The diagnosis of many psychiatric disorders including schizophrenia and BD relies entirely upon clinical features with no validating biomarkers or diagnostic tests. There is therefore no compelling reason to believe that these diagnostic categories reflect discrete pathophysiological processes.
Rapid advances in molecular genetics provided renewed hopes that specific genetic etiological factors for bipolar disorder and schizophrenia would be found. It was believed that such searches would enable a better understanding of the causal reasons and overlapped area between schizophrenia and bipolar disorder.
Gene mapping studies can potentially be informative in this respect, but linkage and candidate gene association studies have been of limited value; linkage studies typically identify relatively large genomic regions, and candidate gene studies are biased in terms of the genes selected for investigation.
GWAS provide an opportunity for unbiased estimates, but the few replicated risk variants discovered to date explain only a small fraction of the heritability for either schizophrenia or bipolar disorder. Among these variants, there is limited evidence for shared risk. It is clear that many more risk factors remain to be identified. The anticipated availability of denser microarrays on the order of several million common, intermediate, and rare variations will enable much greater coverage in forthcoming GWAS. Indeed, whole genome sequencing will provide the ultimate refinement from this perspective.

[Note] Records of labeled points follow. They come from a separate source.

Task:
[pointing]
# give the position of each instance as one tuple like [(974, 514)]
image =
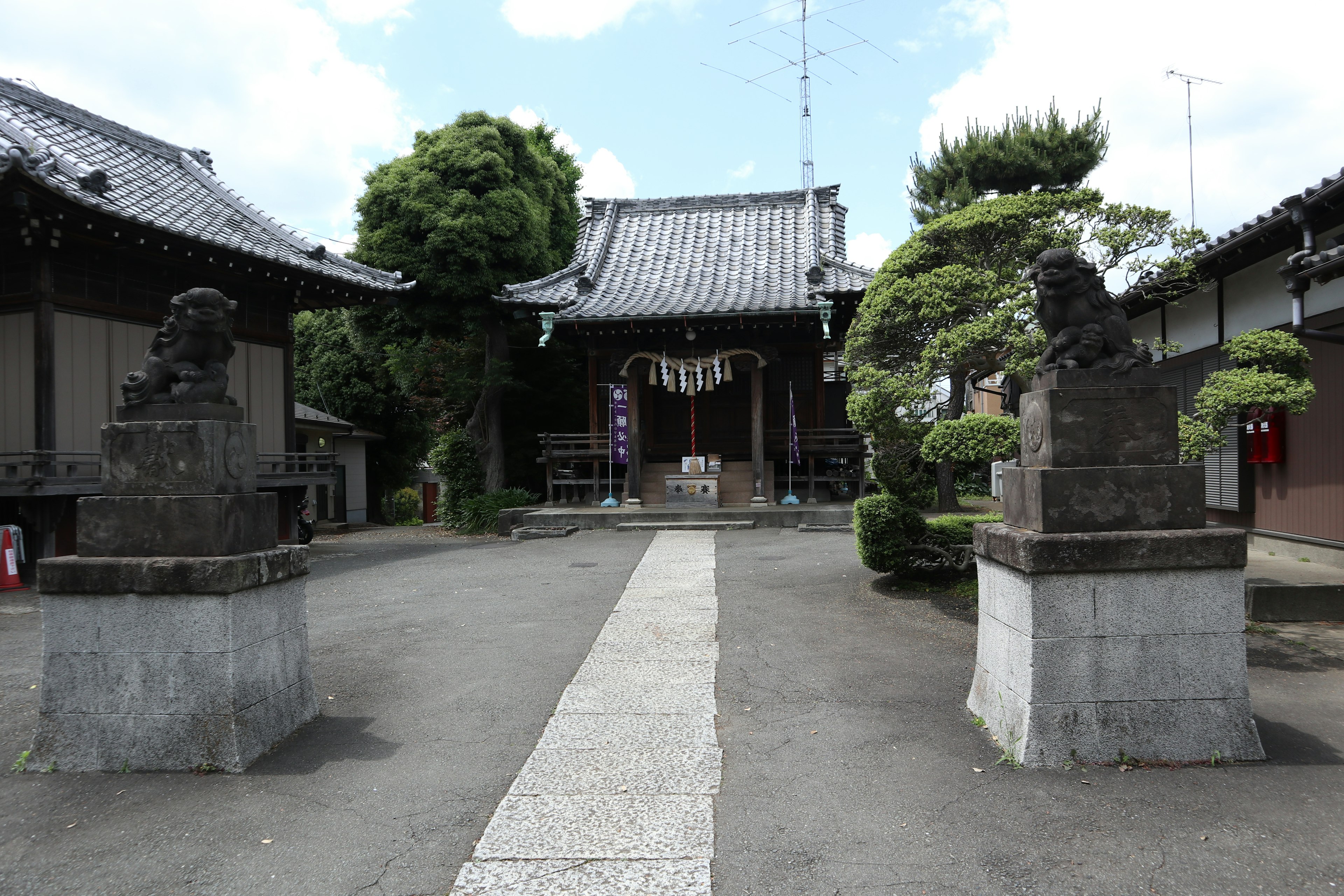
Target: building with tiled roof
[(100, 227), (756, 284), (1277, 271)]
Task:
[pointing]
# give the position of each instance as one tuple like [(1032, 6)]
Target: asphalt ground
[(883, 797), (848, 754), (443, 659)]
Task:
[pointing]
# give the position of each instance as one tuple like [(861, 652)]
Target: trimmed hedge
[(883, 527), (956, 528), (482, 514)]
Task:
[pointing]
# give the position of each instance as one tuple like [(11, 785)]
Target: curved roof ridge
[(89, 120)]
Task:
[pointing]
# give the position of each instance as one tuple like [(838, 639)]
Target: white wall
[(1148, 328), (18, 383), (351, 453), (1193, 322)]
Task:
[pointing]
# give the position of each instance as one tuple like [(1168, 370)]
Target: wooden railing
[(276, 469), (846, 447), (573, 465), (30, 473)]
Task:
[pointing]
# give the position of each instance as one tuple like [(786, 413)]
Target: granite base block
[(170, 681), (198, 526), (179, 457), (1120, 426), (1104, 499), (1084, 665)]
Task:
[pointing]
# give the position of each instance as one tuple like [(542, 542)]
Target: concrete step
[(765, 518), (693, 526)]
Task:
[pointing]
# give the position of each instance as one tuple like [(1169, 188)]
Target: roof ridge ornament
[(38, 163)]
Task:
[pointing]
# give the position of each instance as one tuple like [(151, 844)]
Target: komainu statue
[(187, 362), (1085, 326)]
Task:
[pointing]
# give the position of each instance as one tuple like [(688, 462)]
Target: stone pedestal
[(178, 636), (1111, 618), (1100, 644), (168, 664)]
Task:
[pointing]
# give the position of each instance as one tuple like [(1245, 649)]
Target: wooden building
[(666, 292), (1296, 507), (100, 227)]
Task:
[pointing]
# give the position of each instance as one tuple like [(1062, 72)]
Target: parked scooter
[(306, 520)]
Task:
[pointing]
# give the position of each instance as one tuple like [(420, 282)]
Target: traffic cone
[(10, 566)]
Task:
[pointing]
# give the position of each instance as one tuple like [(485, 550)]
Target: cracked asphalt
[(444, 660), (883, 798), (848, 751)]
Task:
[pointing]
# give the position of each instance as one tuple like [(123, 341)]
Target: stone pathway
[(617, 797)]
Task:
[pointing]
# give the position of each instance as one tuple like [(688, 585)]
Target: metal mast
[(1190, 130), (806, 103)]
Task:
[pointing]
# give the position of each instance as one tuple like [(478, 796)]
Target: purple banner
[(620, 425), (795, 456)]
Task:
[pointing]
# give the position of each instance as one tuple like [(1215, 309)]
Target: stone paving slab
[(620, 771), (630, 762), (600, 827), (655, 672), (656, 652), (683, 698), (566, 878), (632, 731)]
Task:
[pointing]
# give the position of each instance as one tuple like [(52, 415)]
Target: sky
[(298, 99)]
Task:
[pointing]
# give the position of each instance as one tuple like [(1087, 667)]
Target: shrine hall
[(706, 316)]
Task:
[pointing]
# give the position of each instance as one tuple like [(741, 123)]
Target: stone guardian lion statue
[(187, 362), (1072, 301)]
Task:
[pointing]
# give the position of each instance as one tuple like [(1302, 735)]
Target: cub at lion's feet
[(187, 362)]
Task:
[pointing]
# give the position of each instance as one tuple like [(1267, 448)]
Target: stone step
[(694, 526)]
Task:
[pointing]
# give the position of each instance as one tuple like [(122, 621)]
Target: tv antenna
[(1190, 128), (808, 56)]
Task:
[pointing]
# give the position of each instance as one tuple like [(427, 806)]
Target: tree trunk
[(944, 473), (487, 424)]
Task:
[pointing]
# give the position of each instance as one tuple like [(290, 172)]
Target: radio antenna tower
[(806, 80), (1190, 130)]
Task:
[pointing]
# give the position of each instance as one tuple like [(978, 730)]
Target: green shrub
[(883, 527), (406, 504), (454, 458), (956, 528), (482, 512)]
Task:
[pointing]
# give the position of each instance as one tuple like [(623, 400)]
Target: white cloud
[(362, 13), (869, 250), (1264, 133), (292, 123), (573, 19), (605, 176)]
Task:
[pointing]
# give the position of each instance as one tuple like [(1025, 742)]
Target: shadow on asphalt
[(1288, 746), (323, 741)]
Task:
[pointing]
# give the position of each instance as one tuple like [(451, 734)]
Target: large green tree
[(951, 303), (1026, 154), (341, 373), (476, 205)]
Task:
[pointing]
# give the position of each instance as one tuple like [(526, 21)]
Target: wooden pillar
[(760, 487), (634, 430)]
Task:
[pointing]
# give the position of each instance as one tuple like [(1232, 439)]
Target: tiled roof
[(150, 182), (314, 415), (702, 256), (1276, 217)]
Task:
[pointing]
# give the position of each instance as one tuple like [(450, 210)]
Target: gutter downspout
[(1296, 281)]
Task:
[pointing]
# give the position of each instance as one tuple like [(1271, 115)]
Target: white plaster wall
[(1148, 328), (1193, 322), (351, 453), (1256, 299)]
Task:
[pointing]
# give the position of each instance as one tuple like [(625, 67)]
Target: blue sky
[(298, 99)]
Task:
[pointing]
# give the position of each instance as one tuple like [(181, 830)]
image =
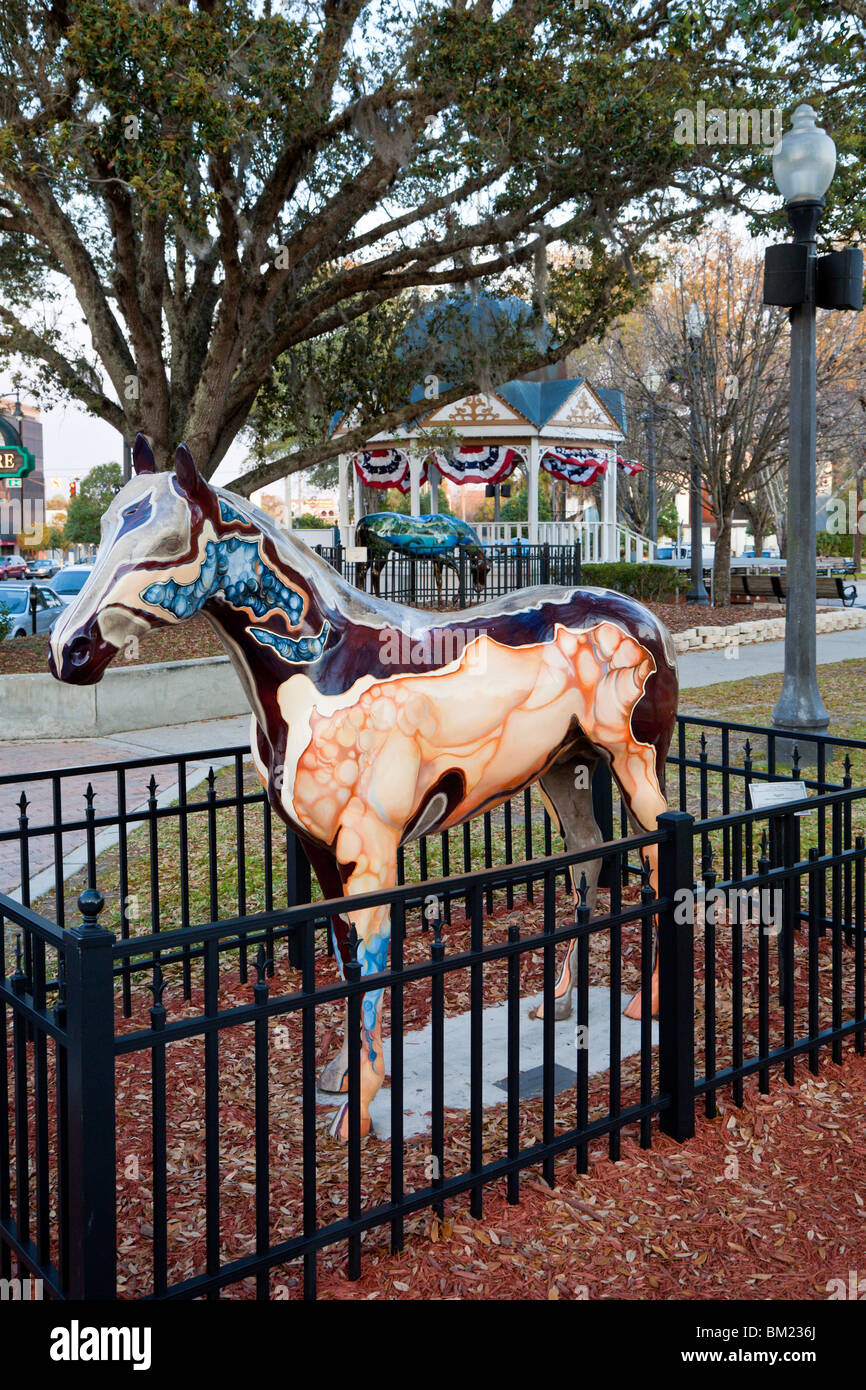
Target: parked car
[(42, 570), (11, 567), (15, 599), (70, 581)]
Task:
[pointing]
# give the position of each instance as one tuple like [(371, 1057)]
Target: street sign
[(15, 462)]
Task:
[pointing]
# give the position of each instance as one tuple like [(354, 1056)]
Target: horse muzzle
[(82, 659)]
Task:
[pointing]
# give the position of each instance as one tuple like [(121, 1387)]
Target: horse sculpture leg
[(371, 848), (570, 808), (645, 801)]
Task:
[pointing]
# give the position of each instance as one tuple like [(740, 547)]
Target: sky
[(75, 442)]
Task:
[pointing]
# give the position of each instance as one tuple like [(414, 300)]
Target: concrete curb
[(127, 698), (765, 630)]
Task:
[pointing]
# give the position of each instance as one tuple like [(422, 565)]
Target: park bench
[(774, 587)]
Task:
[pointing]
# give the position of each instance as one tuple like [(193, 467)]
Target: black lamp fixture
[(695, 323), (652, 384), (797, 278), (18, 414)]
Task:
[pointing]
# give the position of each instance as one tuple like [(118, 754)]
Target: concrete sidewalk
[(698, 669)]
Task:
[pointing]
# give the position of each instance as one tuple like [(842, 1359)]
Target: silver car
[(68, 583), (15, 599)]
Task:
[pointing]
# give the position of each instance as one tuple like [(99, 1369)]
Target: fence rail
[(160, 1076)]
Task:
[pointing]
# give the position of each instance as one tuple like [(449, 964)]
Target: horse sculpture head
[(150, 530), (174, 546)]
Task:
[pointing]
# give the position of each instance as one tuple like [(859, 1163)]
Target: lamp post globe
[(804, 161)]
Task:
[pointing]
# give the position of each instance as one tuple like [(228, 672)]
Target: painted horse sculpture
[(421, 538), (374, 723)]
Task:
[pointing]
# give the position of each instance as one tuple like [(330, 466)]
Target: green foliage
[(834, 542), (227, 184), (658, 583), (669, 519), (89, 505)]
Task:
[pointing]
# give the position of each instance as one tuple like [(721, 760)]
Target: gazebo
[(567, 427)]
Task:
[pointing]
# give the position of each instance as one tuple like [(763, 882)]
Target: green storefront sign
[(15, 462)]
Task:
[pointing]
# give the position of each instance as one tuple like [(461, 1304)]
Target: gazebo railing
[(624, 544)]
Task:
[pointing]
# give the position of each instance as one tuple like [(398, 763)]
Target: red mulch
[(768, 1201)]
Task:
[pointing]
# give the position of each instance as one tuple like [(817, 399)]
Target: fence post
[(677, 977), (92, 1162)]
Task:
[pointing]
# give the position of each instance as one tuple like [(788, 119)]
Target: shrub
[(658, 583), (834, 542)]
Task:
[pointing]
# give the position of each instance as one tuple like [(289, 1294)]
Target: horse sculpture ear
[(188, 476), (142, 455)]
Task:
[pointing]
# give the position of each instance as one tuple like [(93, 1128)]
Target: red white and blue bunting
[(628, 466), (580, 466), (484, 464), (385, 469)]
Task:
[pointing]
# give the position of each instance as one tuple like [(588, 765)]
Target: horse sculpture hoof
[(339, 1126), (562, 1009)]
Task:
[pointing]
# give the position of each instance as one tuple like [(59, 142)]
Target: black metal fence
[(515, 565), (161, 1132)]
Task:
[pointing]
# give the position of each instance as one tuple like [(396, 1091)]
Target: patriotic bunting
[(484, 464), (385, 469), (580, 466)]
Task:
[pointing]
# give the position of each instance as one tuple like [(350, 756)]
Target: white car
[(70, 581)]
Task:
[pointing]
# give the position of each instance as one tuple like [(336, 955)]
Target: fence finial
[(91, 904)]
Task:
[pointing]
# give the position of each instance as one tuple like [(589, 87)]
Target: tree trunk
[(722, 563)]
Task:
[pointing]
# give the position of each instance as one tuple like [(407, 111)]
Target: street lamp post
[(804, 164), (695, 323), (651, 384)]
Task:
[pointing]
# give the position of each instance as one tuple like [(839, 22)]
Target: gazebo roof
[(538, 402)]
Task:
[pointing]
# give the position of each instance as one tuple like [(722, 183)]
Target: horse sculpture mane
[(374, 723)]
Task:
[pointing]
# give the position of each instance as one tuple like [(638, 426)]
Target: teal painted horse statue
[(437, 538)]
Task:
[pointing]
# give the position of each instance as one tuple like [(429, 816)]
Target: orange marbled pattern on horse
[(371, 763)]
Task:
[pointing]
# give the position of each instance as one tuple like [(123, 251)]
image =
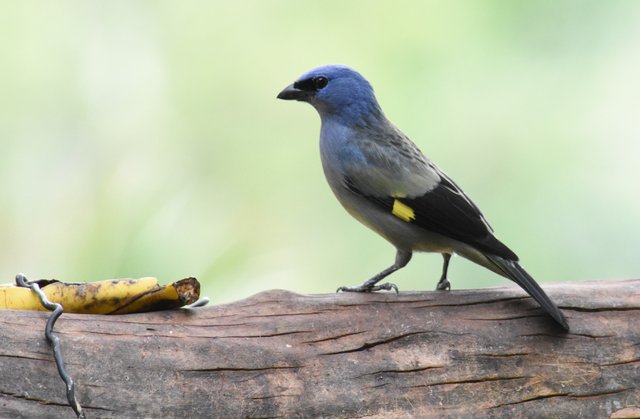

One should be mindful that genetic association studies at various degrees of sophistication can only reveal genetic variants that may be “associated” with a given trait or may be “shared in association” by two traits. Establishing them as causal variants or contributing to the etiology need to be pursued using additional techniques such as gene expression studies, animal studies, cellular models, imaging and other behavioral studies. The anticipated small effect sizes detected with these studies should not deter the pursuit of their discovery as small effects may still meaningfully contribute to the risk or the etiology of the diseases in question and have a substantial impact in targeted therapeutics.
The question of shared genetic etiological factors for bipolar disorder and schizophrenia has been investigated extensively in recent years, but comprehensive or unambiguous results remain elusive. There are several lines of evidence that suggest overlap in a small proportion of the etiologic space. Emerging genomic technologies promise more refined examination of this question.